One day, he told me, 'You should consider barbering. Look at Susie (referring to Susan Apodaca). She does rather well. You wouldn't be the first female barber in the area."
"I took his words to heart. I knew I had to choose, so I sat at a table with my dad and had a conversation. I'm happy with a career as a barber because I'm lucky to have such nice clients," added Cisneros.
Part of her schooling included the use of a model for her final exam. She asked her dad, Elizardo Gurule, to do so, and he agreed. But he passed away in April, and the test was scheduled for June. Cisneros' husband graciously stood in and served as her model.
Valerie is married to Lorin Cisneros of Questa. He works as an electrician at the Questa Water Treatment Plant. The couple and five-year-old Lilliana reside in Questa.
Valerie and her daughter commute to and from Taos nearly every day. Valerie's two older grown children are Adria Gurule, 28, of Albuquerque and Evan Gurule, 27, of Taos. Most of Cisneros' spare time she spends with family - her daughter Lilliana, two grandchildren who reside in Albuquerque and an expected grandchild. Cisneros looks forward to the occasion of the baby's birth.
At home, the family raises cows, chickens and horses.
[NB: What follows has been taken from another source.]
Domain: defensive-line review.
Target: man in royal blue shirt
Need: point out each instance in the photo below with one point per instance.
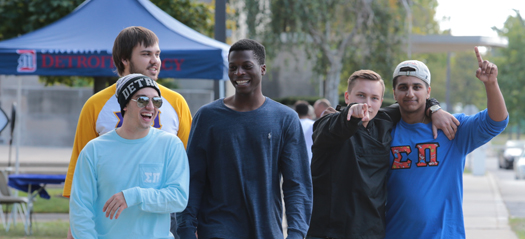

While Lorin mainly completes ranch work, Valerie occasionally assists with livestock. She enjoys cooking, and prepares a variety of foods, not only one particular style of meal. Her baking and dessert preparation include biscochitos and fudge, especially for Christmas.
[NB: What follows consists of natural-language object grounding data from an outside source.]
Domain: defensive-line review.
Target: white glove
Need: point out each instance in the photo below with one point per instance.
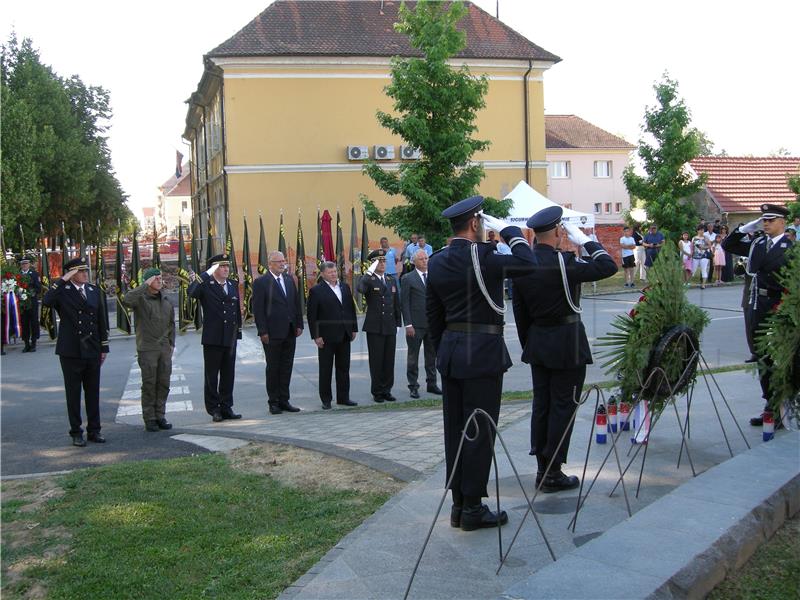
(575, 235)
(372, 267)
(751, 227)
(493, 223)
As Cisneros contemplated the joys of her childhood, she cited her wonderful parents, the late Elizardo and Mary Gurule. She was their only daughter and the middle child of three. Siblings include older brother Lawrence Gurule of Taos and younger brother Galen Gurule of Santa Fe. The family also consists of two nieces and two nephews.
"I was raised in Pilar," stated Cisneros. "I spent a lot of time with my grandma Amalia Gurule, especially on weekends and holidays. My dad took me to school, but sometimes, I rode the bus to Taos," she added.
Cisneros realizes that life is good. She has a career she enjoys, good clients, fond memories, a schedule conducive to her role as a mother and an enjoyable family life.